Like him or laugh at him, there is no doubt that Boris brought fun to the Games, and his idiosyncratic stewardship of the Mayor’s office.
Now it seems that both major parties are on the look-out for another "sporty" Mayoral candidate to win over what is become an important sector of the public.
With both Coe and the West Ham United vice-chair Baroness Karen Brady having turned down serious approaches from 10 Downing Street, the Tories seem stuck for a suitable candidate of any description, let alone one with a sporting flavour.
Not so Labour. After next month’s election Dame Tessa Jowell will formally announce that she is seeking the Labour nomination, and politics apart, I personally hope she gets it and goes on to become Mayor.
At 67 she is stepping down from Parliament after 23 years, six of them as Secretary of State for Culture, Media and Sport. She was also Olympics Minister and subsequently shadow Olympics Minister.
Lord Coe insisted that she remained a member of the Olympic Board even when she lost office.
She and Coe, as well as her Tory successor as Olympics Minister Hugh Robertson, have always rubbed along, even though they look at things from different political perspectives, and she became popular within the International Olympic Committee (IOC).
Yet Tessa knew virtually naff all about the nuts, bolts and Byzantine machinations of the Olympic Movement when she first got the job of being the political anchor of the Games bid.
In fact I recall her early on once telling a group of us about a phone conversation she had just had lunch with "that nice Peter Rogge".
But she proved a remarkably quick learner and a good listener.
She certainly listened when a few of us sports journos, including insidethegames editor Duncan Mackay and myself, buttonholed her at a Crystal Palace athletics meet and suggested that not having Coe, one of Great Britain’s greatest-ever Olympic icons, on board at the time was plain daft as he was the one British sports personality the IOC hierarchy seemed to respect above all others.
There had been an odd reluctance on the part of the British Olympic Association (BOA) to get Coe involved, but soon after our chat Tessa made him a vice-president of the Bid Board and, when its then American-born chairman Barbara Cassani, a Ken Livingstone nominee, inevitably proved a square peg in the Olympic rings, it was Tessa who insisted on appointing Coe in her place.
In fact, 2012 still owes her a great deal, because it was she who persuaded a reluctant Prime Minister Tony Blair on a veranda at No 10 in 2002 to ignore the doubts of Chancellor Gordon Brown and back London’s bid for the Games.
Helping to organise them over the following decade was the most productive experience of her time in the Commons, and now stands her in good stead for a Mayoral bid.
Currently the leashing contender according to the opinion polls, she rejects the notion that Boris is too hard an act to follow.

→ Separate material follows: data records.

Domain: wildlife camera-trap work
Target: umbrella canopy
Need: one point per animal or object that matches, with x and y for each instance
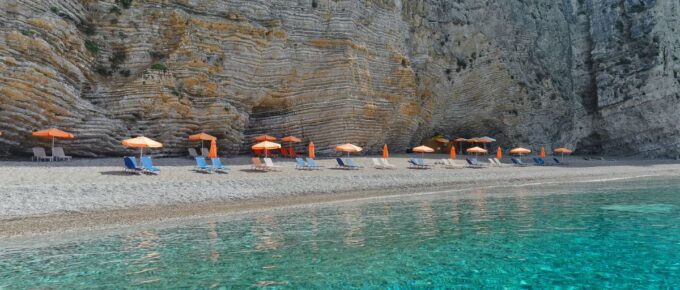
(563, 151)
(213, 149)
(423, 149)
(52, 134)
(349, 148)
(476, 150)
(266, 146)
(311, 150)
(263, 138)
(202, 137)
(291, 139)
(520, 151)
(141, 143)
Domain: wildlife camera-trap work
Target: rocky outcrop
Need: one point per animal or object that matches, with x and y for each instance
(600, 75)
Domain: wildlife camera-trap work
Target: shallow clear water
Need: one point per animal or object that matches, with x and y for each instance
(597, 235)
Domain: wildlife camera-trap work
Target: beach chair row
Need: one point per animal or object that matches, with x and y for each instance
(39, 154)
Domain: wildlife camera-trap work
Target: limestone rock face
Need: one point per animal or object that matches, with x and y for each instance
(598, 75)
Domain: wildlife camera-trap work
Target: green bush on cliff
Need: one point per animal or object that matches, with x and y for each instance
(92, 46)
(159, 66)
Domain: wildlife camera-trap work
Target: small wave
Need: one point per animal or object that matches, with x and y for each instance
(641, 208)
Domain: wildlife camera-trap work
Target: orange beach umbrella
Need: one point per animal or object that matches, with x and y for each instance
(476, 150)
(263, 138)
(141, 143)
(349, 148)
(53, 133)
(213, 149)
(422, 149)
(202, 137)
(266, 146)
(310, 148)
(520, 151)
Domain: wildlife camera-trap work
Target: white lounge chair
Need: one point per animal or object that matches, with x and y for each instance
(58, 154)
(40, 155)
(386, 163)
(377, 164)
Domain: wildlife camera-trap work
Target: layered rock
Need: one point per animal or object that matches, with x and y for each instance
(597, 74)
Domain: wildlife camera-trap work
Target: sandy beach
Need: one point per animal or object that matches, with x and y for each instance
(87, 193)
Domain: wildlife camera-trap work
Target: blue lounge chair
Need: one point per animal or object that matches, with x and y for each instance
(311, 163)
(147, 165)
(350, 163)
(201, 165)
(301, 164)
(341, 164)
(131, 165)
(217, 166)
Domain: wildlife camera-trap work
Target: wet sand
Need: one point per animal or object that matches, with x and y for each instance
(39, 198)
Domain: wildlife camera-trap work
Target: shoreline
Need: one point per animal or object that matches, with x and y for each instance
(80, 207)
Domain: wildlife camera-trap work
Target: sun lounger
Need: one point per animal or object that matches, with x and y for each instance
(311, 163)
(192, 152)
(451, 164)
(257, 164)
(377, 164)
(349, 162)
(40, 155)
(386, 163)
(131, 165)
(218, 167)
(473, 163)
(422, 163)
(270, 164)
(201, 165)
(58, 154)
(147, 165)
(301, 164)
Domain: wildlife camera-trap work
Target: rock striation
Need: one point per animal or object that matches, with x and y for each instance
(599, 75)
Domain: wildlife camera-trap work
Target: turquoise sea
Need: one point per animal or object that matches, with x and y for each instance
(619, 234)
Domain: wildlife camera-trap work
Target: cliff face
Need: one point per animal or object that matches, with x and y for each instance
(601, 75)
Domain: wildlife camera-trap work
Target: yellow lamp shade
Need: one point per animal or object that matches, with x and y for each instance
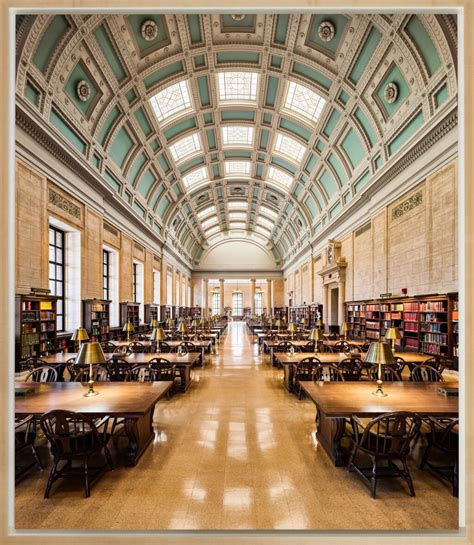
(157, 334)
(379, 353)
(316, 335)
(90, 354)
(128, 327)
(80, 335)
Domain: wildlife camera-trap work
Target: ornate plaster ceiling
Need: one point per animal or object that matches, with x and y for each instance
(212, 126)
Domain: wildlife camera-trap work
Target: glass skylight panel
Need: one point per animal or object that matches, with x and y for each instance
(237, 216)
(237, 168)
(171, 101)
(206, 212)
(187, 146)
(289, 147)
(304, 101)
(237, 204)
(236, 135)
(279, 176)
(268, 212)
(196, 177)
(265, 222)
(237, 86)
(209, 222)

“I think I can be a hugely effective Mayor,” she says. “Being Mayor of London is not a celebrity gameshow.
“You need to bring Olympic-like discipline to changing this city.
“There are about 800,000 Londoners who live London’s housing crisis every day, being denied proper family life, being denied proper places for their children to play.
“So too bloody right I’m in this to build homes and too bloody right I’m in this to see a generation of children grow up.”
There’s little argument that Dame Tessa would also take good care of London’s sporting business.
The Tories must be worried that she would be hard to beat, not least in terms of the sporting vote.
But here’s a thought. The man who succeeded her as Olympics Minister - now Sir Hugh Robertson - is also leaving Parliament.
The word is he may take over from Coe as BOA chair should Seb be first past the IAAF post. But could he be a surprise Mayoral candidate?
In that event, Jowell v Robertson could be as fascinating a sporting duel as Coe v Bubka.